Implement a Batch Image Processor

Company: Anthropic

Role: Software Engineer

Category: Coding & Algorithms

Difficulty: medium

Interview Round: Technical Screen

Implement a program that applies basic image transformations to a batch of images. You are given a list of input image paths and, for each image, a sequence of operations to apply in order. Support the following operations: 1. **grayscale**: convert the image to grayscale. 2. **scale(factor)**: multiply both width and height by a positive floating-point scale factor. 3. **resize(width, height)**: resize the image to the exact target dimensions. ### Part 1 Write a function that processes a small batch of images correctly and saves the transformed results. Example function shape: `process_images(tasks: list[ImageTask], output_dir: str) -> list[str]` Where each `ImageTask` contains: - `input_path`: path to the source image - `operations`: ordered list of operations such as `grayscale`, `scale(0.5)`, or `resize(200, 300)` The function should return the output paths in the same order as the input tasks. ### Part 2 Now assume the images are very large and the batch size is also large.
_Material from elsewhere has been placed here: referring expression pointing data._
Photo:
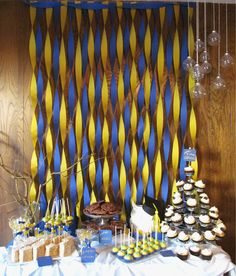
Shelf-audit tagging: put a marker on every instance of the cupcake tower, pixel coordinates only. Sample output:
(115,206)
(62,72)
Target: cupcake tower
(135,249)
(191,219)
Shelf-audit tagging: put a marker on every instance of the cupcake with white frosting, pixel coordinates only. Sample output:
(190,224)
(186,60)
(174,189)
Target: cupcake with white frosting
(199,185)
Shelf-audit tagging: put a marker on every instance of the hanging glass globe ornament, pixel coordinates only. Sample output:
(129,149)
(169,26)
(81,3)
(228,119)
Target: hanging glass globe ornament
(218,83)
(227,60)
(188,63)
(214,38)
(197,73)
(198,91)
(199,45)
(206,67)
(204,56)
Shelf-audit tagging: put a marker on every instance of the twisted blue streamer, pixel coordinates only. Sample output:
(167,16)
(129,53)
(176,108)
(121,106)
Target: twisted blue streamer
(140,128)
(71,98)
(168,97)
(114,135)
(72,145)
(141,65)
(98,86)
(140,98)
(99,178)
(126,39)
(140,191)
(127,156)
(112,47)
(57,166)
(84,52)
(97,44)
(164,186)
(113,92)
(166,143)
(56,112)
(71,49)
(84,105)
(150,187)
(183,114)
(141,31)
(154,48)
(153,97)
(127,197)
(98,135)
(39,43)
(40,127)
(85,153)
(127,118)
(140,159)
(40,85)
(55,63)
(151,145)
(86,195)
(73,192)
(126,78)
(115,180)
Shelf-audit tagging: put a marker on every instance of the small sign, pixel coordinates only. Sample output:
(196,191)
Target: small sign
(88,255)
(105,236)
(189,155)
(167,253)
(45,261)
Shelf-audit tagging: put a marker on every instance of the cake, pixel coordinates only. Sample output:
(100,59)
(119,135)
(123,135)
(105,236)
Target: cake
(52,250)
(26,254)
(183,237)
(199,185)
(38,250)
(182,253)
(206,254)
(195,250)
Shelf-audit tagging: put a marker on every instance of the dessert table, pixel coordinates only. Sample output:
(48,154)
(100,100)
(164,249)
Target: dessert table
(108,264)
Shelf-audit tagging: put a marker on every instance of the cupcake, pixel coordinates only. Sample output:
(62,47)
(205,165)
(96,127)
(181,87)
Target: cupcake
(189,220)
(183,237)
(177,219)
(189,171)
(191,204)
(196,237)
(172,233)
(188,189)
(182,253)
(128,258)
(204,220)
(180,185)
(195,250)
(137,255)
(199,185)
(210,235)
(206,254)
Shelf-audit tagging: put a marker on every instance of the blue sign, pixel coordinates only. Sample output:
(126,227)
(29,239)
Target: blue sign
(189,155)
(45,261)
(105,236)
(88,255)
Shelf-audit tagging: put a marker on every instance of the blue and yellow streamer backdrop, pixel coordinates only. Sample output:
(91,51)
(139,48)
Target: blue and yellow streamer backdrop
(109,94)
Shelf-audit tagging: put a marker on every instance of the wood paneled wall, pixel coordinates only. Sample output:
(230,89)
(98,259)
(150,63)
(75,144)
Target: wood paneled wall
(216,138)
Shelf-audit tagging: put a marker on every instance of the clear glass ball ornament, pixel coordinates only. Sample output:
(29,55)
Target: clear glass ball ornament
(227,60)
(218,83)
(188,63)
(204,56)
(213,38)
(206,67)
(197,73)
(199,45)
(198,91)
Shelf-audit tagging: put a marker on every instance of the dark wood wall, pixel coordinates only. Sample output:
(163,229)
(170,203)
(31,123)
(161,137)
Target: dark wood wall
(215,113)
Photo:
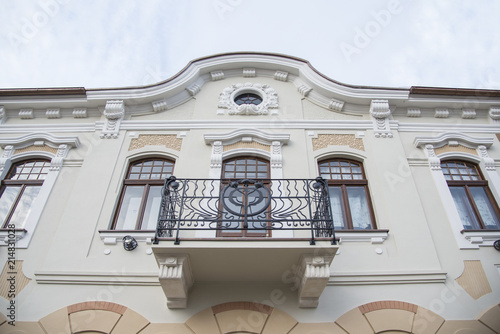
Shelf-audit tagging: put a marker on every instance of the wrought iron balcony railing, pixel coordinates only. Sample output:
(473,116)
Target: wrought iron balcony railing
(247,208)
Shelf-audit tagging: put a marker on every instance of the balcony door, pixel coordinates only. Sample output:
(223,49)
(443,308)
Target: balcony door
(245,198)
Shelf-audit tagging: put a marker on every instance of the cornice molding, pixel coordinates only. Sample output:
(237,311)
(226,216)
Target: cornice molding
(453,139)
(237,135)
(50,140)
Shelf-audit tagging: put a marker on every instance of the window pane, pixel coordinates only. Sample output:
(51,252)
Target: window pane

The interviewer asks you to improve performance on a multi-core machine. Update your approach so that: - multiple images can be processed in parallel, - output ordering is preserved, - a failure in one task does not corrupt other results, - the design is appropriate for CPU-heavy image processing. You may use a standard Python imaging library such as Pillow.

Quick Answer: This question evaluates a candidate's competency in image processing operations and parallel/concurrent programming, covering basic transformations (grayscale, scale, resize) and considerations for CPU-bound batch processing.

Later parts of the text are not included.